The existence of these paragraphs 7 and 8 of First Gibraltar’s motion centers my attention on Cockrell’s holding that “[b]eeause Central’s motion for summary judgment expressly presented all the live issues, including the Cockrell counterclaims, the July summary judgment is presumed to have disposed of the entire case.... Where, as in the present case, the motion for summary judgment expressly encompasses both claims and counterclaims, we hold that an order granting the motion in its entirety grants a take-nothing summary judgment on the counterclaims.” Cockrell, 788 S.W.2d at 223. I now conclude that Cockrell conflicts with the clear and unambiguous teaching of Chase Manhattan that “[i]f a summary judgment does not refer to or mention issues pending in a counterclaim, then those issues remain *612unadjudicated.” Chase Manhattan, 787 S.W.2d at 52. I reach this conclusion because Cockrell, contrary to Chase Manhattan, focuses upon the contents of the motion and not the contents of the summary judgment. I recognize that Cockrell holds that “an order granting the motion in its entirety grants a take-nothing summary judgment on the counterclaims.” Nevertheless, I conclude that language in a summary judgment granting the motion for summary judgment in its entirety fails to meet the Supreme Court’s required specificity of referring to or mentioning issues pending in a counterclaim.2 Therefore, I conclude that in Cockrell the summary judgment did not refer to or mention issues pending in Cockrell’s counterclaims. It cannot be disputed that Chase Manhattan commands this reference or mention in the summary judgment itself. Hence, on further study of Chase Manhattan, I conclude that Cockrell was incorrectly decided by this court. I would overrule Cockrell.

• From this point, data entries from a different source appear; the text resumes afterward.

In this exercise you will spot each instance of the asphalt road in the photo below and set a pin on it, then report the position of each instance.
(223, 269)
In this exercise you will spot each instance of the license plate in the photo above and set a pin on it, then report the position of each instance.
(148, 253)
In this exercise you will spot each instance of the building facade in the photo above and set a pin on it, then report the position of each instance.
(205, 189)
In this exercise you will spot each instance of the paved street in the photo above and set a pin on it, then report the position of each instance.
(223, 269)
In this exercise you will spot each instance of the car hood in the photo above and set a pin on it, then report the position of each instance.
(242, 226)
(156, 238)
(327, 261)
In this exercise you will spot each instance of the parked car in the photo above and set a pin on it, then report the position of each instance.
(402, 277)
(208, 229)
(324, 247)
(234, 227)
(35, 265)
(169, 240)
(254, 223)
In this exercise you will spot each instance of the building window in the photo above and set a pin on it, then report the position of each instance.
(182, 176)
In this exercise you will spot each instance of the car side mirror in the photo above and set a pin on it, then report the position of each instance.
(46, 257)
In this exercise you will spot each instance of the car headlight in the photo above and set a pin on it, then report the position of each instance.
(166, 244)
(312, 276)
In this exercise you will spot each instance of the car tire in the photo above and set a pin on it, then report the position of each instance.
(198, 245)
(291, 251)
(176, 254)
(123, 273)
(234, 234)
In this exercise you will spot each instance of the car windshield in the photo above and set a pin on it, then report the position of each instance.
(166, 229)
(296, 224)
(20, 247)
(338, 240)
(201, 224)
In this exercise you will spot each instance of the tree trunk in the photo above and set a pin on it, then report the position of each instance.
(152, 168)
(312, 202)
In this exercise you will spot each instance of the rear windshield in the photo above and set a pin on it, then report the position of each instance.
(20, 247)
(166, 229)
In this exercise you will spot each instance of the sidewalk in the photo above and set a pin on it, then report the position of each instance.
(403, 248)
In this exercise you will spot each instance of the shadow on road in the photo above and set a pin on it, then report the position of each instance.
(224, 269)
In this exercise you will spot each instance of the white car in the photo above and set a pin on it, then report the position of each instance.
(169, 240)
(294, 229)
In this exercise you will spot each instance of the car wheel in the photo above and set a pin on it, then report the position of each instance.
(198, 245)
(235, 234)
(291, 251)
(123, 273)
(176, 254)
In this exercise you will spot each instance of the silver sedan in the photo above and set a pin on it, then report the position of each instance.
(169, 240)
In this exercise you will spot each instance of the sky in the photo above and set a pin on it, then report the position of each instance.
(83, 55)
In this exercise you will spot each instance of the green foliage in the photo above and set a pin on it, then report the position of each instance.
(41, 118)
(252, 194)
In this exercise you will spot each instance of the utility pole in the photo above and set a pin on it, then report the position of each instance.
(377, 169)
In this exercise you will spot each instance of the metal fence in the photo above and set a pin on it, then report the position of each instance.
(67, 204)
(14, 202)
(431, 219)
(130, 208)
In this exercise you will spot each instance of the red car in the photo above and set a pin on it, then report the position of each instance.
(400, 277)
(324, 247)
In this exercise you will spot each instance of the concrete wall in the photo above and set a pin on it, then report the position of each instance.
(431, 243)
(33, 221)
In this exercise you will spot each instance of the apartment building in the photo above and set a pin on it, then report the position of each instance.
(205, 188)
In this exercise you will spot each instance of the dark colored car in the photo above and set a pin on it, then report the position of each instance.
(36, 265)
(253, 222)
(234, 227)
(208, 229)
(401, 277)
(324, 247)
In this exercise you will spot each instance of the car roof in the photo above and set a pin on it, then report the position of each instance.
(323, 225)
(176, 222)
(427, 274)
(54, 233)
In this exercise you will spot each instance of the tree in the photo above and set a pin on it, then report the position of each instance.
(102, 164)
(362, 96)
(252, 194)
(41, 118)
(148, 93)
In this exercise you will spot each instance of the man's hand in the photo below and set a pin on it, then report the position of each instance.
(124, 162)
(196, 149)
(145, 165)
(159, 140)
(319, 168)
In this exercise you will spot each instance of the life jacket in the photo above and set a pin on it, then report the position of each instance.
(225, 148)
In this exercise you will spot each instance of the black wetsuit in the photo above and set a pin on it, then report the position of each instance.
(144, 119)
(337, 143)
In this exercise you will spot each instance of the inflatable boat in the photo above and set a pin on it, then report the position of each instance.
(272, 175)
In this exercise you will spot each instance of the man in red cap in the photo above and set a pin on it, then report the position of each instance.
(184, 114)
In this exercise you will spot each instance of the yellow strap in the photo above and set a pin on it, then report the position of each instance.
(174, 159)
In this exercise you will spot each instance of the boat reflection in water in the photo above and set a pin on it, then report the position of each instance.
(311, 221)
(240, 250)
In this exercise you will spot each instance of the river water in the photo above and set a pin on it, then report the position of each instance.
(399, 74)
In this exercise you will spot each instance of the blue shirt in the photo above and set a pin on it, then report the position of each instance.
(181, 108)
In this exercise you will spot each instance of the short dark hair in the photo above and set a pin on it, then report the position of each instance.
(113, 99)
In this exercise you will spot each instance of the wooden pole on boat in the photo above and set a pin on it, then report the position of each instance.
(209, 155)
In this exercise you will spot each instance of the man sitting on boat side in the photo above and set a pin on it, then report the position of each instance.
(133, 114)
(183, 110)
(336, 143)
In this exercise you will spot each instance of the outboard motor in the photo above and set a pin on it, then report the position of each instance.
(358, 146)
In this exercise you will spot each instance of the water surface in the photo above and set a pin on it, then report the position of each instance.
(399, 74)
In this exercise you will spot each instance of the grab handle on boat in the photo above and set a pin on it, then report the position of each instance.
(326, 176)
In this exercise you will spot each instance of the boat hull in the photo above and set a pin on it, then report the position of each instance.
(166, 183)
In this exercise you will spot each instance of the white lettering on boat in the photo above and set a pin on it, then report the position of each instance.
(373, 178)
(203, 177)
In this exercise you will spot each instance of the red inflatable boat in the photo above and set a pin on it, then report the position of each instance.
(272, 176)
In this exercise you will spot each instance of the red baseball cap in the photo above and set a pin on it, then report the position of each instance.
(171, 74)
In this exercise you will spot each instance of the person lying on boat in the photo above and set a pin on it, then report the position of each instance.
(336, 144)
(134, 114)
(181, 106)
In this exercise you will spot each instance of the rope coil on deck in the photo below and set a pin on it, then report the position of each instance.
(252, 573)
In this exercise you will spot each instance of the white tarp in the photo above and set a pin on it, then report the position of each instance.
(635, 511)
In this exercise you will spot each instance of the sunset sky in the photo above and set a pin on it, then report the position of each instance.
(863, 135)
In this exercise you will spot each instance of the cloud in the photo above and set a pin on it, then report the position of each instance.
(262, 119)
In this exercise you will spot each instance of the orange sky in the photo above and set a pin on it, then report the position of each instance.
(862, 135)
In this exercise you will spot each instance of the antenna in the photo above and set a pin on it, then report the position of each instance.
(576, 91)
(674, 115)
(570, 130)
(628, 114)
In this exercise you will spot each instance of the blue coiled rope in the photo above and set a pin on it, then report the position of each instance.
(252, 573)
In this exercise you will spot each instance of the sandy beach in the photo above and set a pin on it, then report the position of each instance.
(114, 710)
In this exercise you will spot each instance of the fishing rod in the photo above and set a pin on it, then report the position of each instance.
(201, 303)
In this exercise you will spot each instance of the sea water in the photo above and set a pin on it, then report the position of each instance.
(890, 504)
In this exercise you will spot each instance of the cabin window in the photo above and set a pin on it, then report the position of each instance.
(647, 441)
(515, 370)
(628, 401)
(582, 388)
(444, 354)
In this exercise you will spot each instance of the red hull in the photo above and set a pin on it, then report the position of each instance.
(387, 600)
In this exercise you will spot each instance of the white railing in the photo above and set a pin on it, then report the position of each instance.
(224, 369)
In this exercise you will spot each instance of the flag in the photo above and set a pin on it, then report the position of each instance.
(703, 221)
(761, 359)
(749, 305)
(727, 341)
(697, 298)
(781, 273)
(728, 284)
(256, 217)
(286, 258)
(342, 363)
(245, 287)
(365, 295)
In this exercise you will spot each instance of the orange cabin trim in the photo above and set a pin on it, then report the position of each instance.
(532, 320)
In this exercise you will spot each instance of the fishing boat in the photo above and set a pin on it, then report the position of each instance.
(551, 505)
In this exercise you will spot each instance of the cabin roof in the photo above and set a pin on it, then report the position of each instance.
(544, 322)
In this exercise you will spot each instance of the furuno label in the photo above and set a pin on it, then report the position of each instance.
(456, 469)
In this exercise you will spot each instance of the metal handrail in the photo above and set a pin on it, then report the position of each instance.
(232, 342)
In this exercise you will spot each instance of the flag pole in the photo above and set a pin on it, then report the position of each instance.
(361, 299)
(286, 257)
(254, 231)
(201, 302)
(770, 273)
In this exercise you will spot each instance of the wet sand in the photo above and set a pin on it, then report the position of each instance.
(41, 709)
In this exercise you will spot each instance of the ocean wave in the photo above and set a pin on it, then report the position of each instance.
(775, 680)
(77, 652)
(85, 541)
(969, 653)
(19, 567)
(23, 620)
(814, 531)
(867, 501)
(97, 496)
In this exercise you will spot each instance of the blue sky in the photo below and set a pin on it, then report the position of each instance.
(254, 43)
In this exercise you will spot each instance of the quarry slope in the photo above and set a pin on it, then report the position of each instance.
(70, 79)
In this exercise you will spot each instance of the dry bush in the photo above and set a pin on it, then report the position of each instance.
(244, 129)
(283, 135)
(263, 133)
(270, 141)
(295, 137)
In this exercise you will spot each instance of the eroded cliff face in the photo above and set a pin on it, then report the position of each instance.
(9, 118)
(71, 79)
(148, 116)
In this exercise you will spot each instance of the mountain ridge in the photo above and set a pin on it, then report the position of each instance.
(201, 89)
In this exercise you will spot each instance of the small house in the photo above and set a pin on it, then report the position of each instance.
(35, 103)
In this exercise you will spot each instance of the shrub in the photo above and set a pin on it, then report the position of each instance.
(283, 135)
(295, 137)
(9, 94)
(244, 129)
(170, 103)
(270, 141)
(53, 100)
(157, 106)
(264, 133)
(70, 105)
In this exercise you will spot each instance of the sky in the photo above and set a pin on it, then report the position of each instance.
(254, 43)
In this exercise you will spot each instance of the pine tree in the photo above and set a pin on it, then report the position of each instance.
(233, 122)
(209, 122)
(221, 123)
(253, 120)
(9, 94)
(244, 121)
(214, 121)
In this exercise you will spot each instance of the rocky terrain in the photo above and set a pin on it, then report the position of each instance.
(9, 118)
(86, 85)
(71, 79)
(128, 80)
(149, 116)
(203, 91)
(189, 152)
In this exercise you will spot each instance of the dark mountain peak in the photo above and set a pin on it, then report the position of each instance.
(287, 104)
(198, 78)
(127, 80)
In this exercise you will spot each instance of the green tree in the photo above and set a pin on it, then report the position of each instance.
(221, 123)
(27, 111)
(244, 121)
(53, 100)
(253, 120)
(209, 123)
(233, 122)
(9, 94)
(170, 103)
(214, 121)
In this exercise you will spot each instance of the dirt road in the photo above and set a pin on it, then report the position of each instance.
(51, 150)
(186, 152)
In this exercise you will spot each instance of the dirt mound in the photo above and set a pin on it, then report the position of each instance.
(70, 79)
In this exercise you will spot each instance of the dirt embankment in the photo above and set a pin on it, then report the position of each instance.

I agree that the appeal of First Gibraltar is dismissed for want of jurisdiction.

. I express no opinion as to whether a judgment provision in the present case denying all relief not otherwise granted would render the judgment a final judgment. See Sakser v. Fitze, 708 S.W.2d 40 (Tex.App.—Dallas 1986, no writ). Thus, I do not ground my opinion on the absence of such language from the judgment in the present case. Instead, I base my opinion on the fact that nowhere does the summary judgment refer to or mention issues pending in McClennahan's counterclaims. Hence, heading the summary judgment with the words "FINAL SUMMARY JUDGMENT” is of no moment and determines nothing.

. I do not ground my opinion in the present case on the absence of such language from the judgment in the present case. Again, I base my opinion on the fact that nowhere does the summary judgment in the present case refer to or mention issues pending in McClennahan’s counterclaims.